Methods. Responses of regional myocardial function and O2 consumption were assessed in chronically instrumented dogs after 50% reductions in flow for 2 h (n = 8) or repeated 2-min total coronary occlusions (n = 6).
Results. When unrestricted perfusion was restored after sustained partial occlusions, regional function and O2 consumption stabilized at proportionate, systematically decreased levels ([mean ± SEM] 80 ± 3.1% and 81 ± 5.1% of control values, both p < 0.05) and then returned to control values within 24 h. Similar proportionate reductions occurred after as few as five cycles of brief total occlusion (79 ± 5.1% and 83 ± 1.6% of control values, both again p < 0.05); these persisted with additional occlusions and then returned to baseline values within 3 h. The absence of irreversible injury was documented histologically in both series. Sham animals (n = 5) showed no changes in regional function or O2 consumption throughout similar experimental periods.

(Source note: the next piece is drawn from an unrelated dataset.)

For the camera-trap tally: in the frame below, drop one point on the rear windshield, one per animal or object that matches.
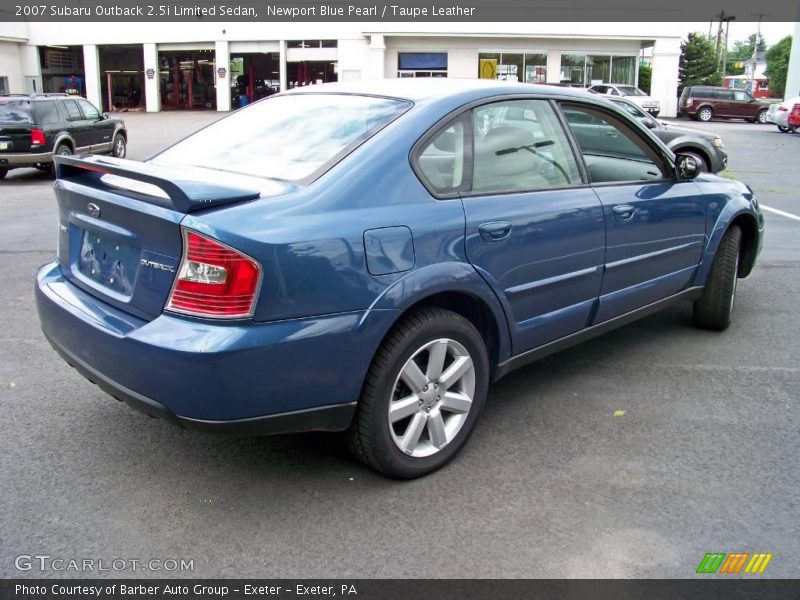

Conclusions. Moderate decreases in coronary flow or repeated brief coronary occlusions can be followed by proportionate reversible reductions in regional systolic function and O2 consumption compatible with the traditional definition of myocardial hibernation. These findings emphasize the complexity of myocardial responses to flow restriction and call attention to limitations in characterizing reversibly hypocontractile myocardium as simply hibernating or stunned.